Generosity Starts...
...with other peoples time.
(note to business contacts: Don't be offended by my grumbling. I'm a good soldier, but bitching is prime blog-fodder.)
So I get to fly out for business today (Sunday). If I had flown out tomorrow morning I wouldn't have arrived until 11am. They want to start at 9am. I was also booked on a flight that leaves at 3pm with a 3 hour layover in Atlanta. The flight leaving at 8pm only has a 30 minute layover.
Even if my time is worth nothing, we could have billed out 4 hours of my travel time tomorrow (weekday) , but only 2 hours of today's travel time.
I understand the reason for business travel, but I rarely seem to see anyone acknowledge the costs to the traveler (except of course the traveler himself.) I happen to love my wife, my king-sized waterbed, and all the other stuff I'm leaving behind when I travel.

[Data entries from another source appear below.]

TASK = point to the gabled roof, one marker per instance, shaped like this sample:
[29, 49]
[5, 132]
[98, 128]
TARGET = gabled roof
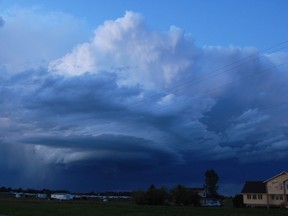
[282, 173]
[254, 187]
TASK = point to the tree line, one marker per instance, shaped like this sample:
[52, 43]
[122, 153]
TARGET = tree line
[180, 195]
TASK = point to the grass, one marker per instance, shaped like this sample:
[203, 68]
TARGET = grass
[15, 207]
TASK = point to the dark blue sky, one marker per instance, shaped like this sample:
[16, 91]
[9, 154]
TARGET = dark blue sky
[138, 102]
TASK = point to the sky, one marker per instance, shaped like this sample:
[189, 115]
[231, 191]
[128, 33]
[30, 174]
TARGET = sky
[118, 95]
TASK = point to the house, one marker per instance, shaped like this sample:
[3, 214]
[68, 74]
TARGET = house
[200, 191]
[62, 196]
[42, 196]
[271, 192]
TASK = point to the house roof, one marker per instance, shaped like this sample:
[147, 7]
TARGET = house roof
[254, 187]
[282, 173]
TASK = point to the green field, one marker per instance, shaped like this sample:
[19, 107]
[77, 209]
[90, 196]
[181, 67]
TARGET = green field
[14, 207]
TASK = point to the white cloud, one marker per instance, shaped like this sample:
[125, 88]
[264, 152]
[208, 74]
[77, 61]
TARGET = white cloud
[145, 56]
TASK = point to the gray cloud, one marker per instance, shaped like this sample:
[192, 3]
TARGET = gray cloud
[109, 107]
[2, 22]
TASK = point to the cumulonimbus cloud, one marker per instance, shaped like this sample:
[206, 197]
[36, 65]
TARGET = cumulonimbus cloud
[137, 86]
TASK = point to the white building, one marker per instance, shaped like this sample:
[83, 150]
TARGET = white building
[62, 196]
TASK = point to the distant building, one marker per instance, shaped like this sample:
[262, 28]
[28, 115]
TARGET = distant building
[42, 196]
[200, 191]
[271, 192]
[62, 196]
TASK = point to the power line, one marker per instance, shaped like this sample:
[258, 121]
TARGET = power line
[214, 73]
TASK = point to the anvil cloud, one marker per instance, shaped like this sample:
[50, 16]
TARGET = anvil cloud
[132, 102]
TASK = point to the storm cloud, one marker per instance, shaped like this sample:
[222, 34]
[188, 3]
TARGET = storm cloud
[133, 98]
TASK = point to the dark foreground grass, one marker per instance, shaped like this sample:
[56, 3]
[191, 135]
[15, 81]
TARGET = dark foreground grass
[87, 208]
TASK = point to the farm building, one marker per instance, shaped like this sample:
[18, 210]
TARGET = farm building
[62, 196]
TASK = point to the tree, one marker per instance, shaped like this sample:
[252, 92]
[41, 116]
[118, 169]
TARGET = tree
[184, 196]
[211, 183]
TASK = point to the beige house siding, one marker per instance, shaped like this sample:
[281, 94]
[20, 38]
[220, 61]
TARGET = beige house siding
[255, 199]
[276, 192]
[276, 185]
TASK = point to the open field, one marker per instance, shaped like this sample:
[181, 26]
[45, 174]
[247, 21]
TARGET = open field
[15, 207]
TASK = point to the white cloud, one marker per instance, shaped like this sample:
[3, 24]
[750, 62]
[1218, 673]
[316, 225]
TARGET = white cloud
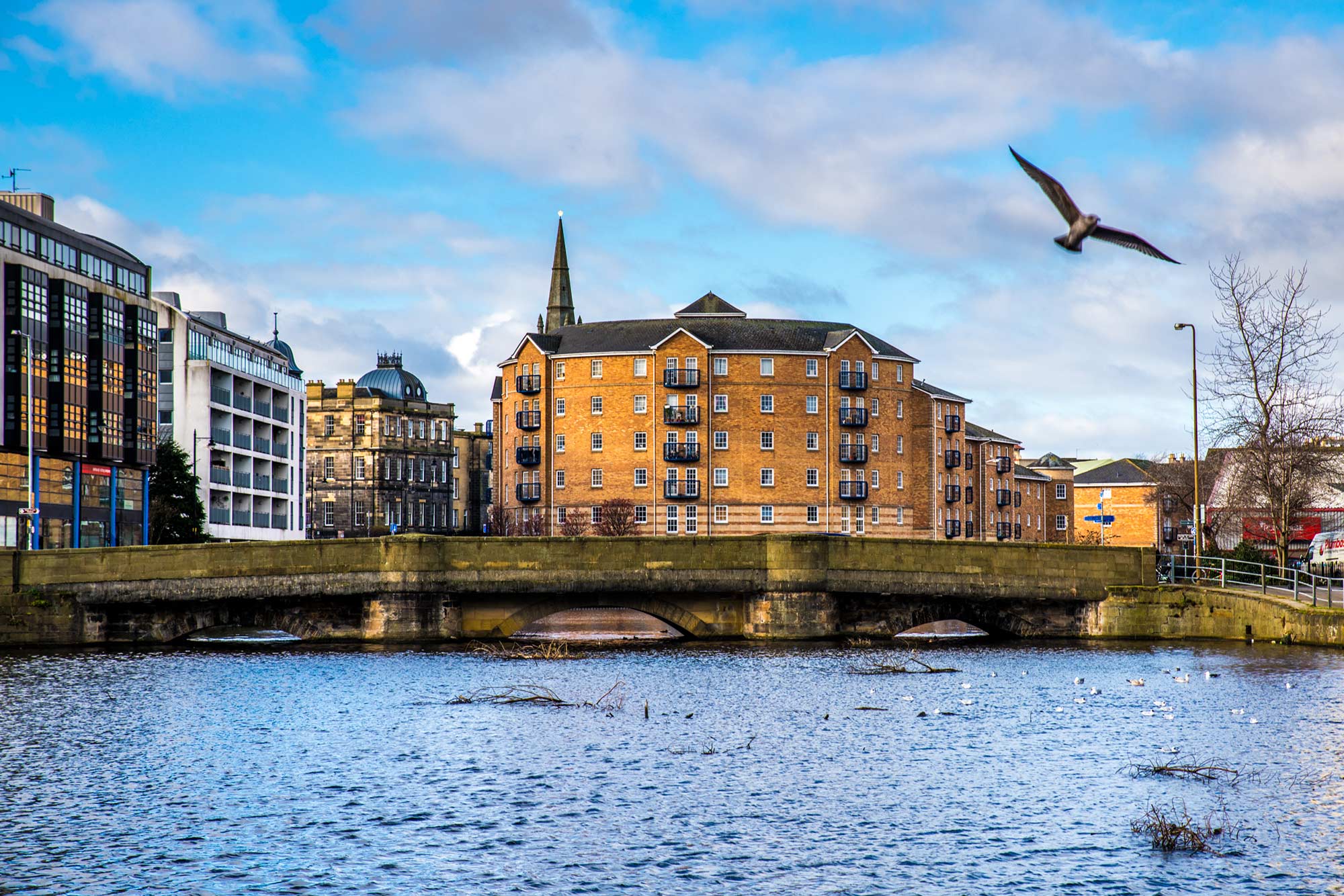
[167, 48]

There should be some incentive for doing it, like combat pay, or something. I'm sure good work is appreciated (or more likely expected), but my psyche is happier with a tighter/more concrete sacrifice->reward feedback loop. Normally when I book my own business travel, I'll tack on a vacation day or two to explore like my .Net Advisory Council meetings. That can actually make the trip seem fun.

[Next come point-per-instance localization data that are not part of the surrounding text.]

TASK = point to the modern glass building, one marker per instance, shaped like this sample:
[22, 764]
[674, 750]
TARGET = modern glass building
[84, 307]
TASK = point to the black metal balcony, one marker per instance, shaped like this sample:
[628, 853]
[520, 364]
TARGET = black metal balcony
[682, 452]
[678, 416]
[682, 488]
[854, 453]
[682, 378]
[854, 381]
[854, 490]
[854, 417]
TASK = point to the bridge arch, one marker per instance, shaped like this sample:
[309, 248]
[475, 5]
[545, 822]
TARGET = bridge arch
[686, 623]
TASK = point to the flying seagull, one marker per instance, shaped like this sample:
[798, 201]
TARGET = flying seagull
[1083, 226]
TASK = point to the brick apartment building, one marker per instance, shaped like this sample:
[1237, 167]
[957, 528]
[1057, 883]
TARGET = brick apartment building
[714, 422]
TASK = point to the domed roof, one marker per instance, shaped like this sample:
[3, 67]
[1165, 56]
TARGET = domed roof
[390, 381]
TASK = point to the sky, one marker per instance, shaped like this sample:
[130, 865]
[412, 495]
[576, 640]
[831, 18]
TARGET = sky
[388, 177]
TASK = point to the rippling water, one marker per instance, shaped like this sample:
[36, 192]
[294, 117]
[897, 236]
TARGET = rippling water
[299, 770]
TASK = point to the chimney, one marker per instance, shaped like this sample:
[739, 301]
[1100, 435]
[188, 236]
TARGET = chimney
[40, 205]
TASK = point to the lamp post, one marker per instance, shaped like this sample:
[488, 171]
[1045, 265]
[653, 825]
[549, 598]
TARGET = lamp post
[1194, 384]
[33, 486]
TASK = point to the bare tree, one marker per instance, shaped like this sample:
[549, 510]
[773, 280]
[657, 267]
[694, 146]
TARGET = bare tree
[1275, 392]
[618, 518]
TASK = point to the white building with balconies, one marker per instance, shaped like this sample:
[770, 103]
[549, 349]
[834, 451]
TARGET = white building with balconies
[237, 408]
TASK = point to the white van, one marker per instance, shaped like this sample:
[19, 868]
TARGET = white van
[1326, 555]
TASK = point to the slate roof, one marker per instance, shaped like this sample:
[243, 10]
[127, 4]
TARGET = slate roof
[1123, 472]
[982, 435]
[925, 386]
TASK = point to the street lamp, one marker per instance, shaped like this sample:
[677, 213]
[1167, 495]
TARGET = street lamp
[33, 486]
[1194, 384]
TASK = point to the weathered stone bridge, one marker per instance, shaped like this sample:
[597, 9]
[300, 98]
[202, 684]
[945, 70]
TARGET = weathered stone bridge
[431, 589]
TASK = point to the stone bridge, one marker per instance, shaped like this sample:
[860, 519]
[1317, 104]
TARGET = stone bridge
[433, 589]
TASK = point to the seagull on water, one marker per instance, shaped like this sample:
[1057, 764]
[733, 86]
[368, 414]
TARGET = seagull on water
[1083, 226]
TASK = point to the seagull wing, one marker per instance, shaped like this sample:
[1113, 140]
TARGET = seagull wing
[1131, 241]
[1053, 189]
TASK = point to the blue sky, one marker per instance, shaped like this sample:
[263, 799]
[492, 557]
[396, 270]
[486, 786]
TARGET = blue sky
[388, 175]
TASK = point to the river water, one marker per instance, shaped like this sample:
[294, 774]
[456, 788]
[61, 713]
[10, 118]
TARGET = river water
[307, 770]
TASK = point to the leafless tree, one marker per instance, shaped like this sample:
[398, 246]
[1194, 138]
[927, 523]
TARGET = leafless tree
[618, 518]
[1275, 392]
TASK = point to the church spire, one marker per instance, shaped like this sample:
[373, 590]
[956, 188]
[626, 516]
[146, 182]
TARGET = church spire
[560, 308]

Also the 10th is our 4th ( Fruit/Flowers) wedding anniversary (the real one, not the sham we invited our friends & family to... but the handshake, kiss, and subsequent $3000 tax refund that marked the start of our commitment to each other. (PA still has common-law marriages... and no you don't have to live together for 7 years. Read the law )

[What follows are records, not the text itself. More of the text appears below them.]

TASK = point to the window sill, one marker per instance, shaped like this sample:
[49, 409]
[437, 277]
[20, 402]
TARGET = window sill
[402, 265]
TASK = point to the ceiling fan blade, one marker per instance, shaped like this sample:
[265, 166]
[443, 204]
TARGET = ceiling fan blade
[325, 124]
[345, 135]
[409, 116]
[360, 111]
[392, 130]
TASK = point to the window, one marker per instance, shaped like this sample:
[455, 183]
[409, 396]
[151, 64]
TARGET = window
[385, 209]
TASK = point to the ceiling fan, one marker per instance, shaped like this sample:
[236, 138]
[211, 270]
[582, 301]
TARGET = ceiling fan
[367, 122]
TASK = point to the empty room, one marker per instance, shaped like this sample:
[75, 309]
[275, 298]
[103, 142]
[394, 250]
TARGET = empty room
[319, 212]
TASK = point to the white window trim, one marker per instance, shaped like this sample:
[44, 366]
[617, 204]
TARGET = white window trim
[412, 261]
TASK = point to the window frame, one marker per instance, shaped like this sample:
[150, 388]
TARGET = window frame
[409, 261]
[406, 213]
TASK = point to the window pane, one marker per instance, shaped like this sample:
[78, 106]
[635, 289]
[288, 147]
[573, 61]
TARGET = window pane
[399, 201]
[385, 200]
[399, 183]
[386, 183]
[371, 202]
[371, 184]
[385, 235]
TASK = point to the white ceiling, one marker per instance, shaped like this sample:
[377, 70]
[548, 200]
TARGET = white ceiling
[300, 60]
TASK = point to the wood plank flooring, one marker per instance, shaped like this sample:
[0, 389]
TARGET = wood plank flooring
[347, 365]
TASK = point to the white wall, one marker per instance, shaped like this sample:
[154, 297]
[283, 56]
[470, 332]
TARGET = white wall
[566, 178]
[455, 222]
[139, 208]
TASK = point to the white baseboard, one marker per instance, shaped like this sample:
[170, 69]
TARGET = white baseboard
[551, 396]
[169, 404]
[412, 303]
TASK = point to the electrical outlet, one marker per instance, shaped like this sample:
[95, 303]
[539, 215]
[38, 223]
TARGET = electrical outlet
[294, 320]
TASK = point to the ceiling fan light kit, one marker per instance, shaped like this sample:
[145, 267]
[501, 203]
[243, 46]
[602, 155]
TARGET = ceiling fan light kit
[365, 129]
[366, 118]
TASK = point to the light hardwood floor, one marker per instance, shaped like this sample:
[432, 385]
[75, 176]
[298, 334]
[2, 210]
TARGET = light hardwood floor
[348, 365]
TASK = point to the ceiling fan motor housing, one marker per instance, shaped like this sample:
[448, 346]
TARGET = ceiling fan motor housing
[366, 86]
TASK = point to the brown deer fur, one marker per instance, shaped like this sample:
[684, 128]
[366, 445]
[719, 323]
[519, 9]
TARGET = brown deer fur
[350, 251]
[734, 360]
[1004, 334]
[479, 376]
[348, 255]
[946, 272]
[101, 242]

With luck, things will be go well and I'll be able to come home early for it. Also, I at least know it can't be as bad as my first business trip 8 years ago, when I essentially re-coded the my entire project on-site (can import data from a network != a multi-user client/server database application.)
Also with luck, I'll get to Houston tonight. I'm taking the later flight, but I'm on standby. I called Airtran and confirmed that there are plenty of empty seats... but it sure would suck to be stuck in ATL overnight.